The warp schedulers in a modern SMSP are not dual-issue capable. Therefore in a single clock cycle they can only issue a single instruction. Furthermore, this is not an out-of-order machine; only the “topmost” instruction in the stream is eligible to be issued, in any particular cycle.
As a mental model, all functional units in a SM are pipelined. They can all accept a new instruction of a particular type/category serviced by that functional unit type, in any given clock cycle. (Yes, there are exceptions to this. It’s a mental model, and it is widely true. Not universally true. For example, some combinations of GPU/functional unit/instruction type may only be able to be issued once every other clock cycle.)
So when we have two HMMA instructions at different points in the instruction stream, it stands to reason that they do not necessarily require 2 TC units in order to issue. They must be issued in separate clock cycles, and based on the pipeline description already given, in those separate clock cycles, 2 HMMA instructions could be issued to the same TC unit. One gets issued in one clock cycle, and another gets issued in some later subsequent cycle.
And I am fairly convinced that is what happens here. I haven’t studied all the extant reverse-engineering papers, and I’m not suggesting that I can quote chapter and verse of NVIDIA documentation that explains exactly the mechanics by which TC instructions may be issued to TC functional units. If someone wants to correct me, please do so.

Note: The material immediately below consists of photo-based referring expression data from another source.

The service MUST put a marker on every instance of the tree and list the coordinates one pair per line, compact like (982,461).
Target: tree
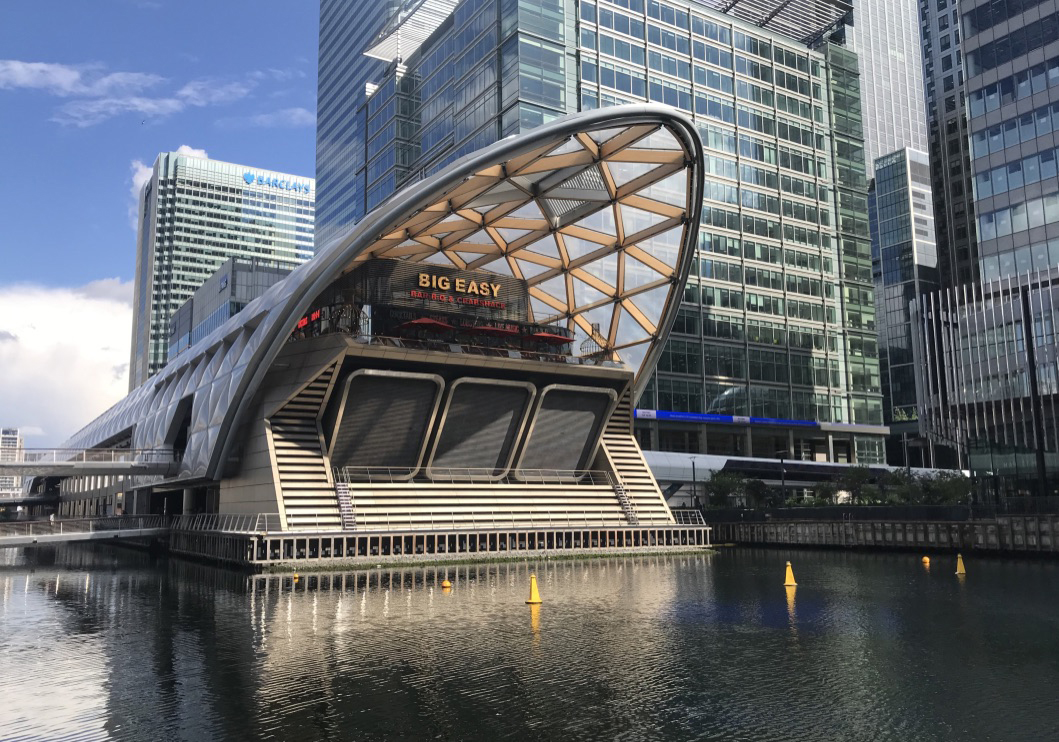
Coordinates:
(725,489)
(857,481)
(757,492)
(947,488)
(825,492)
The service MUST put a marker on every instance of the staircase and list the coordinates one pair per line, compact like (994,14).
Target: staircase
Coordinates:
(623,498)
(635,488)
(345,506)
(304,472)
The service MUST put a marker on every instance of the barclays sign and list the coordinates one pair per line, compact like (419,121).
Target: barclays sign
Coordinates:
(275,182)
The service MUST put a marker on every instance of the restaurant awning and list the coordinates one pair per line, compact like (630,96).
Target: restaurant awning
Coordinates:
(426,323)
(551,338)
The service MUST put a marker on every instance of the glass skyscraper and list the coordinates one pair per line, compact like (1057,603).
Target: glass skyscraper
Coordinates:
(991,395)
(195,214)
(904,267)
(774,351)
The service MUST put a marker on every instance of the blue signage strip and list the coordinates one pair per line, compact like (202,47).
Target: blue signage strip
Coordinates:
(281,183)
(707,417)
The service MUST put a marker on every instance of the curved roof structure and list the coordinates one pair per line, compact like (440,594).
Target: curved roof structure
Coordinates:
(598,212)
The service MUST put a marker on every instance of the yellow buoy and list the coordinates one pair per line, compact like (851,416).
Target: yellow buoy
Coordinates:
(534,595)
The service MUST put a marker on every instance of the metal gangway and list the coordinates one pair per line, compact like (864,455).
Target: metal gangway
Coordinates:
(64,530)
(90,462)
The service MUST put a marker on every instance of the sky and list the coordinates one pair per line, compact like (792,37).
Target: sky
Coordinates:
(90,93)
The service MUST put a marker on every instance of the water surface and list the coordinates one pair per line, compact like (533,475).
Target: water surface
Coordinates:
(100,643)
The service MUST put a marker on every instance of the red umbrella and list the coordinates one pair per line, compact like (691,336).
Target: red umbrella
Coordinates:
(498,331)
(425,323)
(551,338)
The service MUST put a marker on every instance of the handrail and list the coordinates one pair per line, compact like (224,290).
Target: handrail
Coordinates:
(95,455)
(82,525)
(471,475)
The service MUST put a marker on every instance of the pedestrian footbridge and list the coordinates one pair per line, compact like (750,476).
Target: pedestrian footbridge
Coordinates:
(91,462)
(30,532)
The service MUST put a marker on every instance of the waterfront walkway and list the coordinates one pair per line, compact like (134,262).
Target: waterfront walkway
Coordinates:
(33,532)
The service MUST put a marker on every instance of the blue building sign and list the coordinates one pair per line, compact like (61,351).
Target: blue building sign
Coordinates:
(281,183)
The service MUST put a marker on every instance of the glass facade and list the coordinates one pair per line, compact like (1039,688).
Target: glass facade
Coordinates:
(195,214)
(949,133)
(885,36)
(344,73)
(11,450)
(904,267)
(989,360)
(1012,103)
(774,347)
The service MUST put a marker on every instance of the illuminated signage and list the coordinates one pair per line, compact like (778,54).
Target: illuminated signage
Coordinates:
(444,283)
(274,182)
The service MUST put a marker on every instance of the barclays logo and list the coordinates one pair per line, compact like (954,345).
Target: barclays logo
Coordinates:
(275,182)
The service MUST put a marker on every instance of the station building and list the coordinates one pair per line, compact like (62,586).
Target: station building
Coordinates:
(467,356)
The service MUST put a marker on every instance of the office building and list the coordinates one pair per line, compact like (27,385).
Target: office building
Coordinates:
(904,267)
(1012,101)
(949,142)
(460,364)
(194,214)
(345,71)
(992,401)
(225,293)
(774,348)
(886,39)
(990,371)
(11,450)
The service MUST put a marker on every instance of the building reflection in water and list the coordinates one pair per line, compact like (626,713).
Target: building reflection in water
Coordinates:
(106,644)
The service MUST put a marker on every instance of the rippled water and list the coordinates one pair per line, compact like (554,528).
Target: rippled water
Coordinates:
(97,643)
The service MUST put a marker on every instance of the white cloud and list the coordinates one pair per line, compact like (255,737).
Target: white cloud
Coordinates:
(287,119)
(68,360)
(66,79)
(141,173)
(207,92)
(91,111)
(100,95)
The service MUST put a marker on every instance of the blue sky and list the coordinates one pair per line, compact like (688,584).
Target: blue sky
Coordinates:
(87,89)
(90,92)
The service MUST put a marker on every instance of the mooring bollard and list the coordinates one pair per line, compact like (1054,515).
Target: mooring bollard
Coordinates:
(534,595)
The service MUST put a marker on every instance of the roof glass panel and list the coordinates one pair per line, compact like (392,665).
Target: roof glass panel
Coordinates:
(638,274)
(665,246)
(600,136)
(602,221)
(623,173)
(577,248)
(635,220)
(585,294)
(671,189)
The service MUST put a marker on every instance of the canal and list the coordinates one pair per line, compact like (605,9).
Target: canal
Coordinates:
(101,644)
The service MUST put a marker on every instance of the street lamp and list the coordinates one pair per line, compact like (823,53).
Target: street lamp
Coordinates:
(783,477)
(695,484)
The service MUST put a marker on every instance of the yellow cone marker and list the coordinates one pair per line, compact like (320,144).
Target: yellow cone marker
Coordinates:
(534,595)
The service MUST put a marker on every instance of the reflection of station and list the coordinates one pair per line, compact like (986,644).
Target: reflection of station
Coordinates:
(464,359)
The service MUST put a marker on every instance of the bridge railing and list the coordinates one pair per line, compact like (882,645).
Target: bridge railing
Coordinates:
(82,525)
(97,455)
(249,523)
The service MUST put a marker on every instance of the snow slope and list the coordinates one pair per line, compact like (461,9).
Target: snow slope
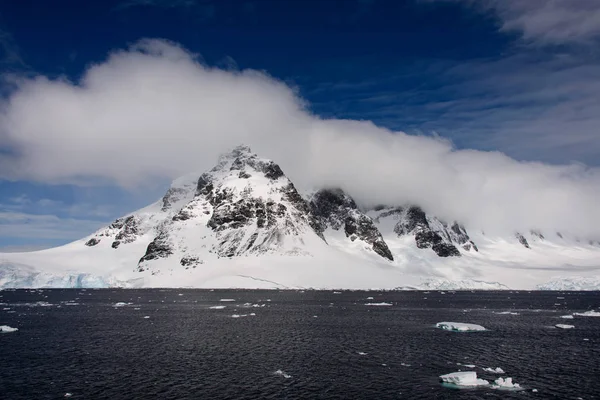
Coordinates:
(243,224)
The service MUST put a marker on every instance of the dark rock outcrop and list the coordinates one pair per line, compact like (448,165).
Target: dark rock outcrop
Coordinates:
(92,242)
(522,240)
(334,208)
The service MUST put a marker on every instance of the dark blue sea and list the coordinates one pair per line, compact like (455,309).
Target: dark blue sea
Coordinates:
(170,344)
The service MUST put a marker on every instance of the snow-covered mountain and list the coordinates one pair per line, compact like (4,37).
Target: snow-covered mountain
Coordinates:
(244,224)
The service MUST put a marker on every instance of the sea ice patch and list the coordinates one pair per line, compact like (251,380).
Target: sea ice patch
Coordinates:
(7,329)
(497,370)
(459,327)
(588,314)
(282,373)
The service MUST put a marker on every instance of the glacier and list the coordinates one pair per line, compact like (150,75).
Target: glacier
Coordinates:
(244,224)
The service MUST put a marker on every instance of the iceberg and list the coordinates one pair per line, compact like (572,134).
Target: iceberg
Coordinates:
(506,384)
(282,373)
(463,379)
(497,370)
(564,326)
(588,314)
(7,329)
(459,327)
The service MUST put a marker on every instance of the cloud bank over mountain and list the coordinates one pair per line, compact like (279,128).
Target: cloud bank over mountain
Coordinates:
(155,111)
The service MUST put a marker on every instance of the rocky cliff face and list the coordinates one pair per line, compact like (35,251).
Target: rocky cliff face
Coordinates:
(428,231)
(246,206)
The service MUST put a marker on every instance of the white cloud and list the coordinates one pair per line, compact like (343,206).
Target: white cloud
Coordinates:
(27,226)
(154,111)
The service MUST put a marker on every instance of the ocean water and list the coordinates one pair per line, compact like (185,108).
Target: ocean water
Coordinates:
(169,344)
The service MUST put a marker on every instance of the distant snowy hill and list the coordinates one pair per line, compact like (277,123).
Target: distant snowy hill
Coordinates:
(244,224)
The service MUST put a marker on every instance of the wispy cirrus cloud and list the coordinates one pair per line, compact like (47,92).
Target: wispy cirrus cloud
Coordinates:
(200,111)
(27,226)
(544,21)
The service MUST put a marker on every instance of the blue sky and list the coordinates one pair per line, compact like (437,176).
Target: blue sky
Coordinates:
(515,77)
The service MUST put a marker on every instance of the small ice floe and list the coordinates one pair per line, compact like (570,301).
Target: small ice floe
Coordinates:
(463,379)
(242,315)
(506,384)
(459,327)
(7,329)
(282,373)
(497,370)
(588,314)
(564,326)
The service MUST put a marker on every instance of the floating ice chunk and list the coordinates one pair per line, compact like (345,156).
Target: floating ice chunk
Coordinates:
(282,373)
(497,370)
(7,329)
(243,315)
(564,326)
(463,379)
(507,384)
(588,314)
(459,327)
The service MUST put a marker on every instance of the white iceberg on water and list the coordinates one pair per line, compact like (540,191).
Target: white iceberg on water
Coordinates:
(588,314)
(564,326)
(459,327)
(7,329)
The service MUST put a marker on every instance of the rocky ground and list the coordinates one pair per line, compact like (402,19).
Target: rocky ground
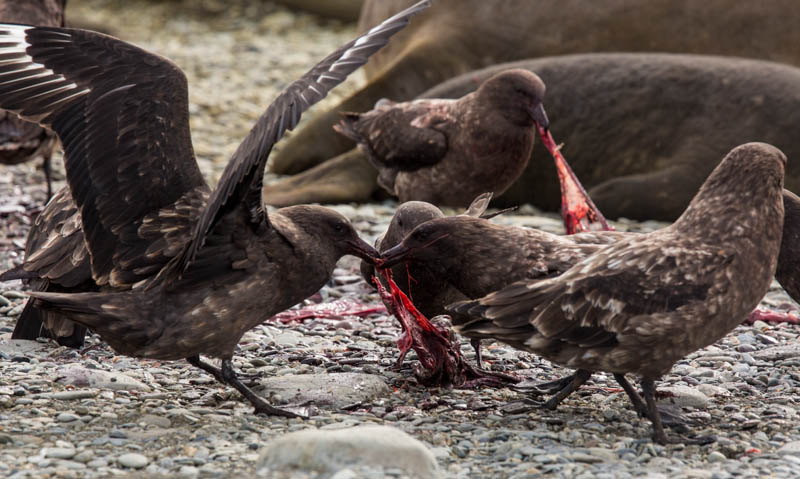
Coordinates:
(90,413)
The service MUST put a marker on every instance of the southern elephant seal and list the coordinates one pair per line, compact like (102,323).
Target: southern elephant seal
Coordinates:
(641,131)
(347,10)
(458,36)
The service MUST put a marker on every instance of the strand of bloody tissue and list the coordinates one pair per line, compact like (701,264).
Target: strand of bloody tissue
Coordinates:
(398,298)
(563,168)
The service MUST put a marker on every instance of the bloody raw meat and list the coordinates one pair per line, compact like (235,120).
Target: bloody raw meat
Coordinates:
(440,360)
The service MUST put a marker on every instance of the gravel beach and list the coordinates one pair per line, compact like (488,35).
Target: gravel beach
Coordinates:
(93,414)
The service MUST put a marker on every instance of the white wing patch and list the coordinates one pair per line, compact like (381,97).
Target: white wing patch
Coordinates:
(15,61)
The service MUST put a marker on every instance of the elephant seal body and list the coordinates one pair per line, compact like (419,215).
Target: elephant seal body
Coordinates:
(347,10)
(457,36)
(641,131)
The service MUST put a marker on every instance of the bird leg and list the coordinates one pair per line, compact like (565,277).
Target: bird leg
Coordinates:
(577,208)
(476,345)
(227,375)
(48,175)
(770,316)
(580,377)
(653,412)
(210,369)
(261,406)
(638,404)
(670,415)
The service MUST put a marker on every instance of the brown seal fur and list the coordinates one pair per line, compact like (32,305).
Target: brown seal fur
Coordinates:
(458,36)
(478,143)
(347,10)
(641,131)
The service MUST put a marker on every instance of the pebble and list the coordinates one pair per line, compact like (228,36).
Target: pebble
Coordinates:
(332,450)
(716,456)
(67,417)
(237,54)
(59,452)
(133,460)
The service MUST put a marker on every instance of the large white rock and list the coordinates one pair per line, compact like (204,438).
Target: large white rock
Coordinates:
(98,379)
(329,451)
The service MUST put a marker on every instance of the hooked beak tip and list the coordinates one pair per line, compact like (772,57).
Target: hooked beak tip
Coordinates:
(539,116)
(392,256)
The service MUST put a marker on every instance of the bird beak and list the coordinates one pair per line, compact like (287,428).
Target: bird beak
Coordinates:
(393,256)
(539,116)
(364,251)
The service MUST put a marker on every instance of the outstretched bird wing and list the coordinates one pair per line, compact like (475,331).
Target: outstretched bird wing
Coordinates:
(121,114)
(241,182)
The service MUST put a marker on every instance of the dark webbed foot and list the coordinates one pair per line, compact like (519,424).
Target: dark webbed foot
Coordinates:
(670,415)
(577,208)
(653,412)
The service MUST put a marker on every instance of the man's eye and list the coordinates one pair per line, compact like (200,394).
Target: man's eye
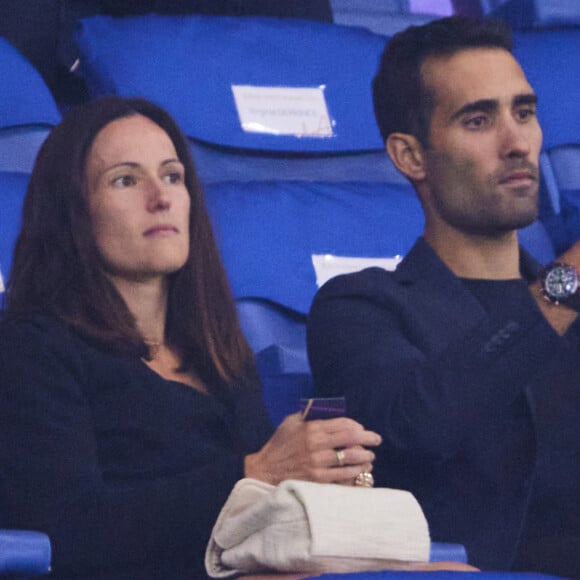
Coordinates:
(525,114)
(124,181)
(478,122)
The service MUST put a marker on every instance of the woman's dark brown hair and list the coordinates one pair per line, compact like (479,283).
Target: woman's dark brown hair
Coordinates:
(57,267)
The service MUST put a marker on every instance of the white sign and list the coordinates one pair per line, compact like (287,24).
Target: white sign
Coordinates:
(328,266)
(301,112)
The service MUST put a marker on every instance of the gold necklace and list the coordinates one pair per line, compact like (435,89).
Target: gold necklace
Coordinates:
(154,346)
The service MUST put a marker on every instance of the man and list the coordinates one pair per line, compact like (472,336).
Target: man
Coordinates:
(470,375)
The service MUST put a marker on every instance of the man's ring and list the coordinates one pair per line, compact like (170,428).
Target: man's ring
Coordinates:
(364,479)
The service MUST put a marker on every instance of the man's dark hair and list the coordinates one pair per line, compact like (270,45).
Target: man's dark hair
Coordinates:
(57,268)
(402,102)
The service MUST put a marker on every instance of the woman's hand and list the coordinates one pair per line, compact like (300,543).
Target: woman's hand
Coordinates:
(308,450)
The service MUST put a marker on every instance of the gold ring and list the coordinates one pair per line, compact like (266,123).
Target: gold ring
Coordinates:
(364,479)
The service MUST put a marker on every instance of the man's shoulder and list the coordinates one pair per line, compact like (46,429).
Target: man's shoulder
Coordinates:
(367,280)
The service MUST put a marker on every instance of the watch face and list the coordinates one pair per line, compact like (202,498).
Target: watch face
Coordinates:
(560,282)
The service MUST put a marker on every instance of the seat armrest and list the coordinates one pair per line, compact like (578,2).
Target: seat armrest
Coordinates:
(24,552)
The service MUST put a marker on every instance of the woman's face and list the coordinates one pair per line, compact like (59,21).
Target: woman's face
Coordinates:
(138,201)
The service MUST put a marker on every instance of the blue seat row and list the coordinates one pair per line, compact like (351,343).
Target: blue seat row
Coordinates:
(279,198)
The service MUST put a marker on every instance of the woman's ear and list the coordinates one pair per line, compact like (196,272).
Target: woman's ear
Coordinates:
(406,152)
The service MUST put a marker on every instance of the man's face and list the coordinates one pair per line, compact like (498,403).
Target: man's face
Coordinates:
(482,158)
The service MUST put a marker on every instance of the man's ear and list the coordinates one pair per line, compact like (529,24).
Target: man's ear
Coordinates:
(406,152)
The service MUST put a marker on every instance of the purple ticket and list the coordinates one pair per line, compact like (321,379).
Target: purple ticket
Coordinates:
(322,408)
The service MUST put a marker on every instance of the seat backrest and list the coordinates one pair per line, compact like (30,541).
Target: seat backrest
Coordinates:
(528,14)
(27,110)
(551,61)
(381,16)
(12,190)
(278,191)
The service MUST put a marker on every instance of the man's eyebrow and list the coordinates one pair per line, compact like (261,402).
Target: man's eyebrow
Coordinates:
(480,106)
(525,99)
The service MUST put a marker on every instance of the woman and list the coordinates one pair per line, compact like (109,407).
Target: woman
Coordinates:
(129,403)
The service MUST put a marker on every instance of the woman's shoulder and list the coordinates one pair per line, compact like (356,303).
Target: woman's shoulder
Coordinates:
(29,332)
(31,324)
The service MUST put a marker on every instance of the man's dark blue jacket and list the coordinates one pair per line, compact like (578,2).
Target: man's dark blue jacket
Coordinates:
(477,399)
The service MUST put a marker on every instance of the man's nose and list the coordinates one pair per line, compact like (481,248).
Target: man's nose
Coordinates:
(516,139)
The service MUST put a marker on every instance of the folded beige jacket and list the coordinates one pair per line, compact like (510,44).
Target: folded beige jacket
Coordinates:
(300,526)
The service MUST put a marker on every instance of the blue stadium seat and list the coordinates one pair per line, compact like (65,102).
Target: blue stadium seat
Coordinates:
(260,186)
(551,60)
(27,110)
(528,14)
(276,198)
(381,16)
(12,189)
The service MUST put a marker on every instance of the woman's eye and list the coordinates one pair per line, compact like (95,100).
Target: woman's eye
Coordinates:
(174,177)
(124,181)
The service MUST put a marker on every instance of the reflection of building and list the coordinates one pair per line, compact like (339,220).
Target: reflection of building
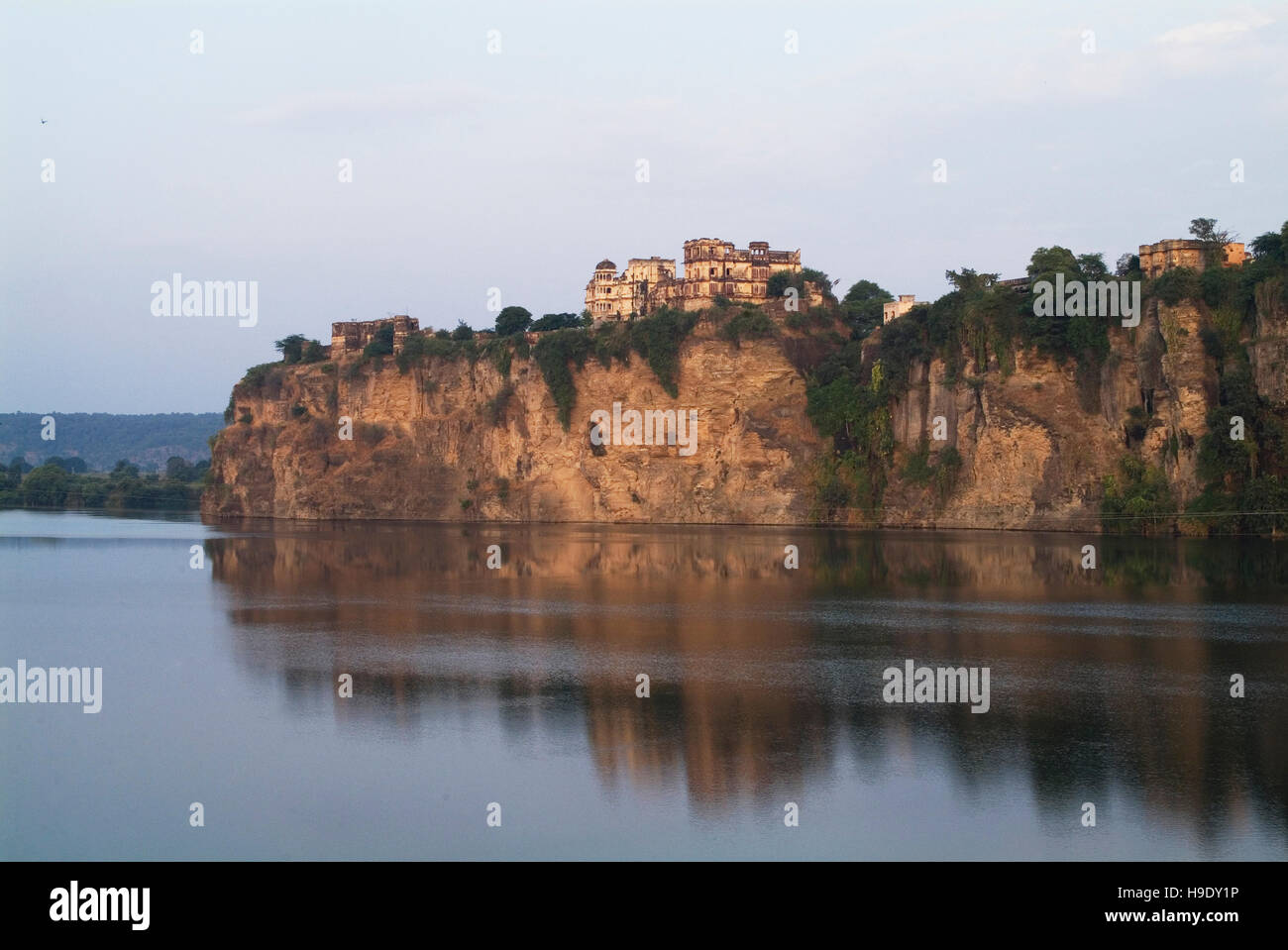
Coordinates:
(1154,259)
(898,308)
(712,267)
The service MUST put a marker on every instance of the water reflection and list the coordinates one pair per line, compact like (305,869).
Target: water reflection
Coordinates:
(1107,684)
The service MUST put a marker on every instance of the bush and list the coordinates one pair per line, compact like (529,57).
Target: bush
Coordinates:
(513,319)
(750,322)
(1140,499)
(658,340)
(554,352)
(497,403)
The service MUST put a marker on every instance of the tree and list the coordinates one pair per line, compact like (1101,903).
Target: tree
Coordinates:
(863,306)
(971,282)
(513,319)
(1214,240)
(1270,248)
(291,348)
(46,488)
(72,465)
(558,321)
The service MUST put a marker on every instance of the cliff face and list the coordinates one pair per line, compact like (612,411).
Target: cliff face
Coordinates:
(426,444)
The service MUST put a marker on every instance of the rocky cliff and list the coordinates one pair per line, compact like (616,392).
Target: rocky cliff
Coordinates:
(454,439)
(458,441)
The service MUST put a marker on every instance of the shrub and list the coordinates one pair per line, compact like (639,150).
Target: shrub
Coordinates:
(748,322)
(1140,499)
(497,403)
(554,352)
(658,340)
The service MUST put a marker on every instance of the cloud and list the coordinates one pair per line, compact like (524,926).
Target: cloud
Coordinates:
(419,98)
(1214,31)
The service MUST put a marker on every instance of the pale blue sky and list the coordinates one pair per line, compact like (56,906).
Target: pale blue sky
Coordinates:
(519,170)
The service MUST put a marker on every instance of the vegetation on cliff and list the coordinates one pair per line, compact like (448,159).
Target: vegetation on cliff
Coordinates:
(977,329)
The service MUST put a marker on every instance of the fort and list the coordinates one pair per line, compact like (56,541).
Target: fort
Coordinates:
(1154,259)
(898,308)
(715,267)
(352,336)
(712,267)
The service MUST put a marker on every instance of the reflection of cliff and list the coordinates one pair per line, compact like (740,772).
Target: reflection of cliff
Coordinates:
(763,680)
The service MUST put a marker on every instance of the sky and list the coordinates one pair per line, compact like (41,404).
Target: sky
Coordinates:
(514,146)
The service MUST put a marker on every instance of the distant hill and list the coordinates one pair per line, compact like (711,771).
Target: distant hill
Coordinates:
(103,438)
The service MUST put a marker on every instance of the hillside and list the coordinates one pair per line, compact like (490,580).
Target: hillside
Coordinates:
(1074,424)
(103,438)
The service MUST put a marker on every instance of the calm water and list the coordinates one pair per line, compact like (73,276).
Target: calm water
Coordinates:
(518,686)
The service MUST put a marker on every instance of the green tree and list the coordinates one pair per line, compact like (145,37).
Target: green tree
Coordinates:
(513,319)
(291,348)
(46,486)
(863,306)
(1212,239)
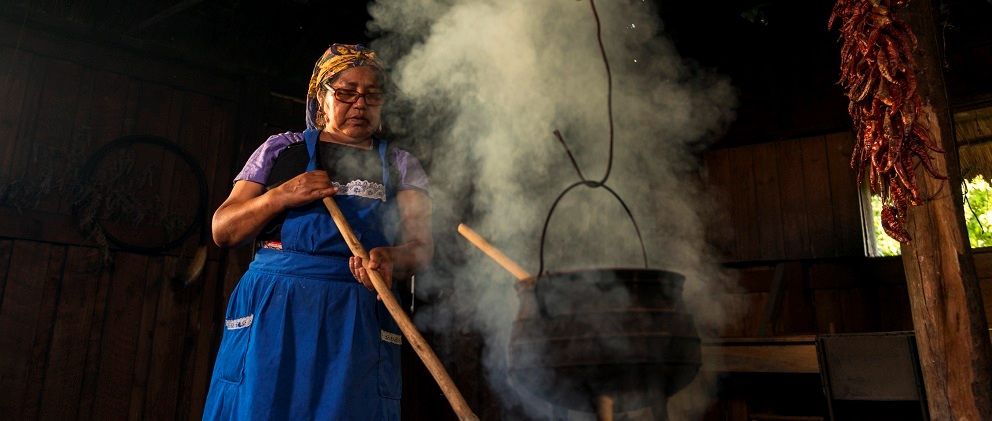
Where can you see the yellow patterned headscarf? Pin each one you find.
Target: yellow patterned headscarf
(337, 58)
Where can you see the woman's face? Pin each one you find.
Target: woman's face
(353, 123)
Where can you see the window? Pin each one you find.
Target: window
(973, 130)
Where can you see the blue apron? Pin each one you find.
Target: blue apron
(303, 340)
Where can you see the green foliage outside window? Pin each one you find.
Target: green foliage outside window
(977, 215)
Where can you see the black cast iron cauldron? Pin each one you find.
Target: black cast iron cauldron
(623, 333)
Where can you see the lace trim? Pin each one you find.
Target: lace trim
(363, 188)
(391, 337)
(235, 324)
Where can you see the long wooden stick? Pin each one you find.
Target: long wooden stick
(494, 253)
(409, 330)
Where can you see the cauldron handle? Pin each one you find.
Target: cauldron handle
(544, 232)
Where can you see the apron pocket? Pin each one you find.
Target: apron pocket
(230, 365)
(390, 381)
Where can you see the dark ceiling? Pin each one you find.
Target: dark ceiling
(778, 53)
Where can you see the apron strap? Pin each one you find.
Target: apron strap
(312, 136)
(385, 167)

Your existing approach seems a reasonable path to me. I don’t have other suggestions. I have not studied your code in great detail, nor have I thought about this question in great detail. But with a back-to-back sequence of HMMA instructions, I would expect the dispatch rate for that sequence to be consistent with a calculation along the lines you have shown. I haven’t tried to verify your calculations, either. I would encourage you to take note of the two comments I gave already. In particular, although it comes pretty close, you have not achieved a long back-to-back sequence of HMMA instructions.
I haven’t studied the breakdown of flops to HMMA instructions carefully. If the TC unit can deliver 512 FMA ops/clk, and the given HMMA instruction (or the governing C++ intrinsic) would imply greater than 512 FMA ops per instruction, then clearly those cannot be issued back-to-back. I haven’t worked through all those calculations, but this could be a factor that impacts the observed “issue rate” which is what your code seems to determine. For example if the observed issue rate is lower by a factor of 2, but something consistent with peak throughput is delivered, then the instruction cannot be issued back-to-back. AFAIK these sorts of considerations are undocumented by NVIDIA.